Technique 5: Knowledge Distillation for Embeddings
Train a small "student" embedding model to mimic the representations of a large "teacher":
- Start with a pre-trained teacher embedding (e.g., GloVe-300d).
- Define a student embedding with lower dimensionality (e.g., 64d).
- Train the student to minimize a combination of:
- Reconstruction loss: MSE between projected student and teacher embeddings.
- Task loss: Cross-entropy on the downstream task.
- Relational loss: Preserve pairwise distances/similarities from the teacher space.
This approach is particularly effective when combined with quantization — distill to 64 dimensions, then quantize to 4 bits, for a total compression of ~37×.
What I Have Learned From Building neuralcompressor
From building and maintaining neuralcompressor, a few practical lessons:
-
End-to-end training beats post-hoc compression. When you can retrain, always prefer methods that optimize compression jointly with the task objective. The gap widens as compression ratios increase.
-
Composition of techniques works. The best results come from combining complementary approaches — for example, vocabulary pruning + product quantization + low-rank factorization can achieve 100×+ compression with minimal quality loss.
-
Evaluation must be task-specific. Reconstruction error (cosine similarity to the original) is a poor proxy for downstream performance. Always evaluate on your actual task. Some tasks (sentiment analysis) are very robust to compression; others (fine-grained NER) are more sensitive.
-
The Pareto frontier depends on your hardware. Product quantization gives better quality-per-bit than scalar quantization, but scalar quantization is faster to decode on CPUs without SIMD codebook lookup support. Profile on your target hardware.
-
Vocabulary overlap matters more than you think. In domain-specific applications, a small, well-curated domain vocabulary often outperforms a compressed general-purpose vocabulary. Consider this before reaching for compression.
Comparison Summary
| Technique | Typical Compression | Quality Impact | Requires Retraining? |
|---|---|---|---|
| 8-bit scalar quantization | 4× | Very low (<0.5%) | No |
| Product quantization | 10–40× | Low–moderate | Optional (better with) |
| Low-rank factorization | 3–6× | Low | Optional |
| Vocabulary pruning | 5–40× | Task-dependent | Yes |
| Hash embeddings | 10–50× | Moderate | Yes |
| Knowledge distillation | 5–20× | Low–moderate | Yes |
| PQ + distillation + pruning | 50–200× | Moderate | Yes |
Looking Ahead
The trend toward subword tokenization (BPE, SentencePiece) and contextual embeddings (BERT, etc.) has partially reduced the urgency of static embedding compression.

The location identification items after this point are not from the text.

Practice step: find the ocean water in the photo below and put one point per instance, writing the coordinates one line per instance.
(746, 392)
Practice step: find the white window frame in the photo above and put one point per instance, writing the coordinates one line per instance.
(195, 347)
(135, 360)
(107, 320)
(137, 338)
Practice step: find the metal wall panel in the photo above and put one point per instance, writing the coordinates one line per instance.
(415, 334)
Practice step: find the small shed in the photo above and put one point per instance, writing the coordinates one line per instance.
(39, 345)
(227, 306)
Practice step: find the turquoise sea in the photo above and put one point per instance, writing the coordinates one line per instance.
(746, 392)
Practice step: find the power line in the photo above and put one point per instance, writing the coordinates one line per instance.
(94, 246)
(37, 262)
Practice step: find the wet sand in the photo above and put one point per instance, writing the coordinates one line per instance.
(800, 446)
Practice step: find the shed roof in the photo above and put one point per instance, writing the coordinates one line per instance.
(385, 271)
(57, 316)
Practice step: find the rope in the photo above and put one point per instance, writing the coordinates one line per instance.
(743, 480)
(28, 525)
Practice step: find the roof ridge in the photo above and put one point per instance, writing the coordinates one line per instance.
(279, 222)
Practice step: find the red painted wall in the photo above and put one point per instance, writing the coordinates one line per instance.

But the core problem resurfaces in new forms:
- LLM embedding layers still contain millions of parameters that benefit from quantization.

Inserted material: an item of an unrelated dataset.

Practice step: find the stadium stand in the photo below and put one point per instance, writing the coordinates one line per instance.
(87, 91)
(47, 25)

- Multilingual models with 250k+ token vocabularies face the same V×D scaling problem.
- Retrieval-augmented generation (RAG) systems store millions of document embeddings that need compression for practical vector databases.

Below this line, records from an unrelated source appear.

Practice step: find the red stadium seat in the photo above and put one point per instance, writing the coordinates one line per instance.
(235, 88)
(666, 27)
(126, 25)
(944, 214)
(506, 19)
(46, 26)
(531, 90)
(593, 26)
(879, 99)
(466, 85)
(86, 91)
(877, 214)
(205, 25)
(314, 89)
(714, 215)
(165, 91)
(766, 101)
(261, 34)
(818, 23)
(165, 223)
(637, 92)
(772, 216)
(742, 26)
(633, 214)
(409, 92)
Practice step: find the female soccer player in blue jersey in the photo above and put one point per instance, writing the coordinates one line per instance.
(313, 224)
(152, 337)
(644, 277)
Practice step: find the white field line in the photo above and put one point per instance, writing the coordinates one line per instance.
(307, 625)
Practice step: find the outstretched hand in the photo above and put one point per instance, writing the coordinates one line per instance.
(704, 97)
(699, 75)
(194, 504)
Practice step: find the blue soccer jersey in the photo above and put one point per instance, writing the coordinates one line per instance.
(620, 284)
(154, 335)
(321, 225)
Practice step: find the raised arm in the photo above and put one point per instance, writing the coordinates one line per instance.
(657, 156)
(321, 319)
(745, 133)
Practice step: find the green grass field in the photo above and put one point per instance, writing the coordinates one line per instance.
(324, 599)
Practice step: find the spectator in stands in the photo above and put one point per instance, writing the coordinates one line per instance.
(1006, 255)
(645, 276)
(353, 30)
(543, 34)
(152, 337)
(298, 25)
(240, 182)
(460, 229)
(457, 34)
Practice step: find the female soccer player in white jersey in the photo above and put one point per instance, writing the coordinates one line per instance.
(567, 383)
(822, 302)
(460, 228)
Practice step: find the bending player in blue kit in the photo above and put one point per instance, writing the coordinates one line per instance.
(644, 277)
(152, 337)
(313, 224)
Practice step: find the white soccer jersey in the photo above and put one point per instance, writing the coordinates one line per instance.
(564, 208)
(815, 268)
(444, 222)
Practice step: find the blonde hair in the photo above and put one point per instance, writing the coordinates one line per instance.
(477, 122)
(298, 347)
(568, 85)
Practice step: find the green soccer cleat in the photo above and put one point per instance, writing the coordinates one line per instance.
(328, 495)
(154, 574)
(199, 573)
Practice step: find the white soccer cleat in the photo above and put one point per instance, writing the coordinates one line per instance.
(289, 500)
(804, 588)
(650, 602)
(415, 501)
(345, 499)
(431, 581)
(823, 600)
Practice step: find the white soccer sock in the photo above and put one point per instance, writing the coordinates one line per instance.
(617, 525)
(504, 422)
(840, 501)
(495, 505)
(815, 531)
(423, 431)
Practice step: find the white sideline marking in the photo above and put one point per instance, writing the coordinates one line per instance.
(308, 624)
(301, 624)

- On-device LLMs (phones, browsers) are driving renewed interest in aggressive quantization of all model components, embeddings included.
The fundamental trade-off — information density vs. computational cost — remains, and the techniques described here continue to evolve alongside the models they compress.
References
- Shu, R. and Nakayama, H. (2018). Compressing Word Embeddings via Deep Compositional Code Learning. ICLR 2018.
- Jégou, H. et al. (2011). Product Quantization for Nearest Neighbor Search. IEEE TPAMI.
- Acharya, A. et al. (2019). Online Embedding Compression for Text Classification using Low Rank Matrix Factorization. AAAI 2019.
- Baevski, A. and Auli, M. (2019). Adaptive Input Representations for Neural Language Modeling. ICLR 2019.
- Svenstrup, D. et al. (2017). Hash Embeddings for Efficient Word Representations. NeurIPS 2017.